Muharrem Sarıkaya’nın yazısının ilgili bölümü şöyle:

"2005 KONUŞMASI BİR MANİFESTODUR"

Bu cümleye bakıp, çözüm sürecinin yeniden gündeme geldiğini söyleyebilir miyiz?

Diyarbakırlı olarak Cumhurbaşkanı’nın gezisinde de bulunan AK Parti MKYK Üyesi Abdurrahman Kurt’a bu soruyu yönelttim.

“Cumhurbaşkanımızın 2005 Diyarbakır konuşması bir manifestodur” hatırlatmasıyla söze başladı...

Erdoğan’ın “Sorun benim sorunum” dediğini anımsattı...

“Süreci hiçbir gün dahi bitirmediklerini”, HDP’nin sonlandırdığını, kendileri açısından ise böyle bir durumun olmadığını söyledi.

“Biz aynı yerdeyiz, teröre ve silaha yanaşmayan her kesimle görüşürüz” deyip Erdoğan’ın dünkü sözlerinin de bu kapsamda açık olduğunu belirtti.

SEROK ERDOĞAN

Gençlerin Cumhurbaşkanı’nı “Serok Erdoğan” diye karşıladığını da anımsatıp devam etti:

“Biz ana dilde eğitimi özel okulda açan partiyiz, durduğumuz yer bellidir; her parti kendi politikasını sürdürür. Cumhurbaşkanımıza gençler ‘Serok Erdoğan’ dedi. Bu cümle başkaları tarafından beğenilmiyor olabilir. Ama demokratikleşme sürekli devam ediyor. Diyarbakır Cezaevi'nin Kültür Evi’ne dönüştürülme kararı da bunun yeni adımıdır...”

SADECE ANIMSATTI

Diyarbakır’daki bazı sivil toplum örgütlerinin liderleri ile de konuştum.

Bunların içlerinden bazıları AK Parti’ye yakınlığı ile bilinen kişiler...

Cumhurbaşkanı’nın Diyarbakır’a gelmiş olmasından hoşnutlardı.

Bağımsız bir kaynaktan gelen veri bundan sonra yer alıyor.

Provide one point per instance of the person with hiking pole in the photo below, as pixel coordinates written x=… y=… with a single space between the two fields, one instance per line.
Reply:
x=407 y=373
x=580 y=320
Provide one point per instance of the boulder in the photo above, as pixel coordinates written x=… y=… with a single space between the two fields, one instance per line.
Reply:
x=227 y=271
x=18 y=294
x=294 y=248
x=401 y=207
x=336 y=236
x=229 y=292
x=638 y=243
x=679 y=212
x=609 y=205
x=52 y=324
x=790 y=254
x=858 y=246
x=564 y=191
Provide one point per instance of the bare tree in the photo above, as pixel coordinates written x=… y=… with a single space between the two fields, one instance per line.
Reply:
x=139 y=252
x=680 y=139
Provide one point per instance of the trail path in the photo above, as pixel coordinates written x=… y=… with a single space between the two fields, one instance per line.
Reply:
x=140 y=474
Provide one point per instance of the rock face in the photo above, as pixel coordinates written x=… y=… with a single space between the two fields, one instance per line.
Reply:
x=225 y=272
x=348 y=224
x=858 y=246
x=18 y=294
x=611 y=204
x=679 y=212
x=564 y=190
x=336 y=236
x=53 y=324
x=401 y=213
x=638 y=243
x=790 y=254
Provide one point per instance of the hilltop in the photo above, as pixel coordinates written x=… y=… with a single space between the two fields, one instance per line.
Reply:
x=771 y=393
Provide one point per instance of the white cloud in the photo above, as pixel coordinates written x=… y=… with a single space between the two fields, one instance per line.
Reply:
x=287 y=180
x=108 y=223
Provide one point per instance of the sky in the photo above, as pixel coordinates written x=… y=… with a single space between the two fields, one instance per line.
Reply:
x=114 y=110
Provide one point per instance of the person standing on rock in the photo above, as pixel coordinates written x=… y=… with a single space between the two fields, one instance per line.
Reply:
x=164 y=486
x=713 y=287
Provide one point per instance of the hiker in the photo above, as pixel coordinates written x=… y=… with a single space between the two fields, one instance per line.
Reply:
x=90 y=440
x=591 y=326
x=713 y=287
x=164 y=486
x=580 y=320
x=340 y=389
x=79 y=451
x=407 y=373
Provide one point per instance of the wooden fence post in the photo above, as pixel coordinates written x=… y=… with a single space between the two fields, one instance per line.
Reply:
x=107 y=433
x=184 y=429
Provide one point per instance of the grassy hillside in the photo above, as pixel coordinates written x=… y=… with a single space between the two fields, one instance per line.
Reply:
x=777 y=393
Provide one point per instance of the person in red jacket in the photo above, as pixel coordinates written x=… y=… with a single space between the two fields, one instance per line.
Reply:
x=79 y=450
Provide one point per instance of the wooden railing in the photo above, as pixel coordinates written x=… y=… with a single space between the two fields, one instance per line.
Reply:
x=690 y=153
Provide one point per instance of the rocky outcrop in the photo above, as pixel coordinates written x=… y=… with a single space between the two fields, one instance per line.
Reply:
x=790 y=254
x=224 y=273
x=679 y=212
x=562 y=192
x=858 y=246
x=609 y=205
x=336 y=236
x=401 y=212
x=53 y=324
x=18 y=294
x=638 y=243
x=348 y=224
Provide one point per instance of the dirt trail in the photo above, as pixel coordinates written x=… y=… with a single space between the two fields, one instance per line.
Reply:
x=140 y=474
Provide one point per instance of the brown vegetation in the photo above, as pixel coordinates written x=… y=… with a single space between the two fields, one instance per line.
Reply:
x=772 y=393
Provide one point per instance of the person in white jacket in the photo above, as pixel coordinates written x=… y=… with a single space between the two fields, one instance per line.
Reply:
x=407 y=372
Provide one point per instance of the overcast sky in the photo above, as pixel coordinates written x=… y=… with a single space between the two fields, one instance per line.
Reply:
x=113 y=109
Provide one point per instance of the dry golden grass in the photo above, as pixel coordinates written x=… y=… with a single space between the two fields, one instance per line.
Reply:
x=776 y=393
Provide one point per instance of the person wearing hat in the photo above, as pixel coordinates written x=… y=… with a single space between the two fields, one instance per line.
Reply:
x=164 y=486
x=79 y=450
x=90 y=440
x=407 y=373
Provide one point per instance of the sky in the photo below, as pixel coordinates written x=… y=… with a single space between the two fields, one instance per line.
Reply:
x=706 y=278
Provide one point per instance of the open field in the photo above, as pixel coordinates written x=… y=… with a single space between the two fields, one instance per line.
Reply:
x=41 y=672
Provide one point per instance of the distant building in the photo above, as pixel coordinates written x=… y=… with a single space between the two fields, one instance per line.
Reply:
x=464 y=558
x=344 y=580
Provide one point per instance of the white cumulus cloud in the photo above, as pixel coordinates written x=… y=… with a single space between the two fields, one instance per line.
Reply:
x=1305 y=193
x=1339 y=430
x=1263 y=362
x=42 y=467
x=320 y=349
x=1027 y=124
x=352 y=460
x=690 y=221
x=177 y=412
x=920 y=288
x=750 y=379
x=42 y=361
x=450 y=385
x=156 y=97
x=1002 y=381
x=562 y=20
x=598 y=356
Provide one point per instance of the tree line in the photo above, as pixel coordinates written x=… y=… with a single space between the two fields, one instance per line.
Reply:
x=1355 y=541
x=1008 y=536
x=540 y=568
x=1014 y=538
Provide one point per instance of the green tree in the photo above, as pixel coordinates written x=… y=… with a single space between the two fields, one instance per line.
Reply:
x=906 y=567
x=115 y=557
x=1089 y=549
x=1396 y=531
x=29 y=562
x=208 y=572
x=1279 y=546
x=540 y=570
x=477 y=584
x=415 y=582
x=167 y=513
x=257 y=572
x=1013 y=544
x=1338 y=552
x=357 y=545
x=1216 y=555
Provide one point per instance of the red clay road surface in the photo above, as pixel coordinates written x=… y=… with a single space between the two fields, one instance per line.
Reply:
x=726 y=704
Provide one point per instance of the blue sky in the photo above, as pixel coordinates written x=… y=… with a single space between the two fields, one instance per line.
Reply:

Erdoğan’ın gezisinden çıkardığı sonucun özetini şöyle toparlayabilirim:

“Duruşunun devam ettiğini göstermeye ve bizlere bunu anımsatmaya gelmiş. Ancak önceki gezilerinde olduğu gibi sivil toplum kuruluşları ile bulaşmadı...”

Bazıları Erdoğan’ın sözlerini Çözüm Süreci’nin buzdolabından dışarı alındığı şekilde okumuş, bazıları ise hala buzlukta olduğu kanaatinde...

BUZLUKTAN ÇIKARMADI

Erdoğan’ın konuşmasının ilk bölümü dinlendiğinde durum açık; sadece 2005’teki noktada olduğunu anımsatıyor, süreci sahipleniyor.

HDP’yi bu süreci bozmakla suçlarken, halka şikayet ediyor.

HDP’nin o dönem başlattığı, “Seni başkan yaptırmayacağız” kampanyasını da sürecin bozulmasına neden olan dış güç oyunu olarak değerlendiriyor.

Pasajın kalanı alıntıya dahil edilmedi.